4. How Bat’s Find Food – Echolocation
Bats are nocturnal, they are active and looking for food at night. In the darkness, the bats produce sounds. Some of the sounds are ultrasonic, which means we can not hear them. Other sounds bats make are within our hearing range.
The bats use the ultrasonic sounds to locate their food in a process known as echolocation. Their special ears allow them to pick up the echos of the sounds they make bouncing off of nearby objects. They can detect and avoid objects as small as a human hair using only sound.

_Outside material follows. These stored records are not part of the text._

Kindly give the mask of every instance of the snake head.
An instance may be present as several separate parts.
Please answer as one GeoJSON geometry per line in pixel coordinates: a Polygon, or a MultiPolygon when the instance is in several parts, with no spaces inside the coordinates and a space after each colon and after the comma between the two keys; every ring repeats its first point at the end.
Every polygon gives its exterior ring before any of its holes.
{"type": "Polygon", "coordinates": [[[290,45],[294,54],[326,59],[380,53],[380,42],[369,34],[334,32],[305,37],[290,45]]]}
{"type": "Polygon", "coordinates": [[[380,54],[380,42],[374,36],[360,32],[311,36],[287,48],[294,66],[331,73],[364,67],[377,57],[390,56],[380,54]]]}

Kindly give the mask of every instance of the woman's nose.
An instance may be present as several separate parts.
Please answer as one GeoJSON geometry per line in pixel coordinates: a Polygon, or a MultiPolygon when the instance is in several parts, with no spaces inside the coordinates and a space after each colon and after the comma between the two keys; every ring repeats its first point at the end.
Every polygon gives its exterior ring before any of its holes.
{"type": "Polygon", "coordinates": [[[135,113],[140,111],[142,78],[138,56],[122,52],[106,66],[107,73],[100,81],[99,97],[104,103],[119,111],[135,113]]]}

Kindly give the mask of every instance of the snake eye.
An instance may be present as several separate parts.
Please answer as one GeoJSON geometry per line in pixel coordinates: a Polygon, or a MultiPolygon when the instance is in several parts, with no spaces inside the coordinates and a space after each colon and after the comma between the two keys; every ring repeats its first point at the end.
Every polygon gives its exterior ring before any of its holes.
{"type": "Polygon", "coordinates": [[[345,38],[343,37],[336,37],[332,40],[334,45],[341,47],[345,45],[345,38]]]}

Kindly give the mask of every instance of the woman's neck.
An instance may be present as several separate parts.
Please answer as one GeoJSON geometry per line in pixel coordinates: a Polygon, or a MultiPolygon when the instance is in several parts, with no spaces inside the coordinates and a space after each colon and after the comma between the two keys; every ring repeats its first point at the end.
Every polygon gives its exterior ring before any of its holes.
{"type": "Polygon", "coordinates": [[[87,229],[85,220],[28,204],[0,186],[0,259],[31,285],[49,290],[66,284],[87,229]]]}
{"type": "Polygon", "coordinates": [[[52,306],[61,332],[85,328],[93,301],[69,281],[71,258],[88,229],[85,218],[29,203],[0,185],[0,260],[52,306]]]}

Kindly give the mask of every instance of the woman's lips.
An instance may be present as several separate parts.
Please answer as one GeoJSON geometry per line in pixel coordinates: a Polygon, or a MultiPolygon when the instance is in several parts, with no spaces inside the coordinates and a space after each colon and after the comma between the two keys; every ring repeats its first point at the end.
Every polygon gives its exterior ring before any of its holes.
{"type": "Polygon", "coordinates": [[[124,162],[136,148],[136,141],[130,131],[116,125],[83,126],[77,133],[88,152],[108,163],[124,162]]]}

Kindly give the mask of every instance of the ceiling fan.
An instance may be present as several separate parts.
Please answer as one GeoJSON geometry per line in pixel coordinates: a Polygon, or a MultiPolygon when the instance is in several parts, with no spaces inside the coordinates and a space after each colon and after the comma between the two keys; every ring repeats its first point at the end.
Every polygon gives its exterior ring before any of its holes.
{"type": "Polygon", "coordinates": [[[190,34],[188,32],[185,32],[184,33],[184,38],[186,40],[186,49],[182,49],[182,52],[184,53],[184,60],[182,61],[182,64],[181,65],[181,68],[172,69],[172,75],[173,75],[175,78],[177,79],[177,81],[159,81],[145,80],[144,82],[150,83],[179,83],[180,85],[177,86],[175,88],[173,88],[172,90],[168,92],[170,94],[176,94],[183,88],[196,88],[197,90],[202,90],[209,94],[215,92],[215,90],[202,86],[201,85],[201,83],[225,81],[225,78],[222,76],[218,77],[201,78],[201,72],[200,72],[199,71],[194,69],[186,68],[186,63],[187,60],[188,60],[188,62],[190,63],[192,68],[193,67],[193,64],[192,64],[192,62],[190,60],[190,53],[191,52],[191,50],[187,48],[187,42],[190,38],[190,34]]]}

Ever play the game Marco Polo? You close your eyes and try to locate other players saying “Marco Polo?” If you have, you know how difficult it is for humans to locate objects by sound.
Can you design a cupped ear extender out of a piece of paper that might help you hear sounds from around the room or further away? Look at bat ears for inspiration.
A cool science project might be to get an ultrasonic bat detector and search for bats at night.
5. Build a bat house.
In some areas you can provide a bat house for bats.
We built a bat house a few years ago, but later found out bats don’t use them in the Sonoran Desert, probably because of the heat (birds don’t use bird houses here, either). Check around for information about bats that live near you and find out whether they will use a bat house if you provide one. If so, there are instructions online how to build them.